Northwest Fisheries Science Center

Newportal Blog

A gateway to oceanographic adventures from the Newport Line and beyond

Blog on ocean conditions along the Newport Line and the northern CA Current.

The Warm Blob (the movie): 2013-2015

By Tom Wainwright, Jennifer Fisher
January 25, 2016

We've talked about “The Blob” before (The Warm Blob versus El Niño); it was only a matter of time before the story got made into a movie. In this video, “The Blob” first appears as a warm zone in the central Gulf of Alaska in spring 2013, but breaks up over the summer. It forms again in fall 2013, and persists in various shapes through 2015. In late summer 2014 it shifts eastward to the coast and remains there through spring 2015. That summer, it shifted back to the central Gulf of Alaska, then spread across the entire north Pacific before fading in November and December 2015.

This video shows the evolution of “The Blob” from 2013 through 2015. It animates daily sea surface temperature (SST) anomalies for the northeast Pacific Ocean, with temperature shown in colors from deep blue (much colder than average) to deep red (much warmer than average), with white shading indicating winter sea ice. NOAA high resolution SST data provided by the NOAA/OAR/ESRL Physical Sciences Division, Boulder, Colorado, USA.

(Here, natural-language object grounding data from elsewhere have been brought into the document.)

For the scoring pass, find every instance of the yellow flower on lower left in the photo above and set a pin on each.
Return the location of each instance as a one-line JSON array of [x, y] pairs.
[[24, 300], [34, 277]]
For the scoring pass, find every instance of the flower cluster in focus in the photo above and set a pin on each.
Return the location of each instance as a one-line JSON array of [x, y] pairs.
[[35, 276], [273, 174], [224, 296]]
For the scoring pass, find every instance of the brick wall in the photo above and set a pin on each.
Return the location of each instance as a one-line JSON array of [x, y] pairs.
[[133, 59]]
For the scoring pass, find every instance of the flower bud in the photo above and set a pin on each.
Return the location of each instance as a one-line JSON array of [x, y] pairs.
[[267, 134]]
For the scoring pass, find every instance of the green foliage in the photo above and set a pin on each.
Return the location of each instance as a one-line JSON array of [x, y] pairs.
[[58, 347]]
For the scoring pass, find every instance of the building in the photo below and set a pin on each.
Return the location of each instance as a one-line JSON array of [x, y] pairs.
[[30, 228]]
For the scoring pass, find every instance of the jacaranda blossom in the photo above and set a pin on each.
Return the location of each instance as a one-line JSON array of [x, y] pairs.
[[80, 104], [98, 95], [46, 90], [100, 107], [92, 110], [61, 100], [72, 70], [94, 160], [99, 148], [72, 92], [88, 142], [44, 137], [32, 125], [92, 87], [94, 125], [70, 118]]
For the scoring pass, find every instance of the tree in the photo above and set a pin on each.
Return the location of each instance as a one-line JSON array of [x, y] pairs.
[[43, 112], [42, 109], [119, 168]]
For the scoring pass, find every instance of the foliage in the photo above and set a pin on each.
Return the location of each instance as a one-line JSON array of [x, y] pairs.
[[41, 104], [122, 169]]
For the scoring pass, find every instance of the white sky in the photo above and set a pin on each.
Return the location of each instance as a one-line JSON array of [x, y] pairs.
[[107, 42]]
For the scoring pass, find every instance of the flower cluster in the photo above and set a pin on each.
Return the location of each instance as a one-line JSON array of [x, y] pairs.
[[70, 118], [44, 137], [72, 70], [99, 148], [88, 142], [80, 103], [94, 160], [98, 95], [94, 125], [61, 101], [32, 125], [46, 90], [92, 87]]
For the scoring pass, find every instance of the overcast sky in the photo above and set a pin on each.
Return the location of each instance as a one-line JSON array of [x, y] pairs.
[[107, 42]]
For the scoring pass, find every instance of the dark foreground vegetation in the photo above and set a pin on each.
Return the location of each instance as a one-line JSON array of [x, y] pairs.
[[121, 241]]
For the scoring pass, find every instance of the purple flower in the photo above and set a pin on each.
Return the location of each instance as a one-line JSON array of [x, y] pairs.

The ecological ramifications of this anomalously warm water are unknown. We do know that “The Blob” brought warm ocean water and nutrient-poor zooplankton to the Newport Hydrographic Line region throughout 2015. From past warm events, we know that a disrupted food chain leads to reduced ecosystem productivity across trophic levels, and the time it takes for the ecosystem to recover is dependent on the magnitude and duration of the warm event.